Essas negações veementes do "pós-modernismo" impedem que colegas marxistas se confrontem com esses debates de maneira mais qualificada. Nos valendo de Gramsci e o papel que a cultura tem na formação de uma hegemonia ou da instituição de formas de vida que a ideologia assume em Althusser poderíamos nos apropriar do papel do discurso na análise foucaultiana sobre o poder. Butler poderia nos ajudar a entender como o discurso se autonomiza das posições e poderíamos falar não só das situações em que homens estupram mulheres, mas nos discursos que possibilitam e estimulam estupros (cultura do estupro).
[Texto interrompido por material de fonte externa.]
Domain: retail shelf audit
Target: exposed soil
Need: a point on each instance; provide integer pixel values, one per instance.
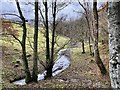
(83, 71)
Esse movimento teórico dissipa o poder para encontrá-lo em seu funcionamento micropolítico: as práticas cotidianas. Como entender uma forma de dominação sem entender suas peças elementares? 
Com isso, seria possível buscar o fio da meada que leva um xingamento à constituição de uma classe política conservadora e de que maneiras as diversas formas de dominação contribuem para a manutenção do capitalismo. Como o trabalho reprodutivo é a condição de possibilidade do trabalho produtivo e como a desvalorização da mão de obra de determinados grupos estigmatizados favorece o lucro do capitalista. Sem os brados de "pós-moderno" poderíamos discutir se o que leva algumas empresas a "adotar" a imagem de anti-opressão é uma submissão das pautas dos movimentos à lógica do capital, o movimento inexorável da mudança (que faz com que elas tenham que se adaptar), ou algo que ainda não entendemos. Seria bom também pensar se questões de gênero, raça e sexualidade não deveriam guardar alguma autonomia em vez de serem dissolvidas na questão de classe, com o perigo de invisibilização.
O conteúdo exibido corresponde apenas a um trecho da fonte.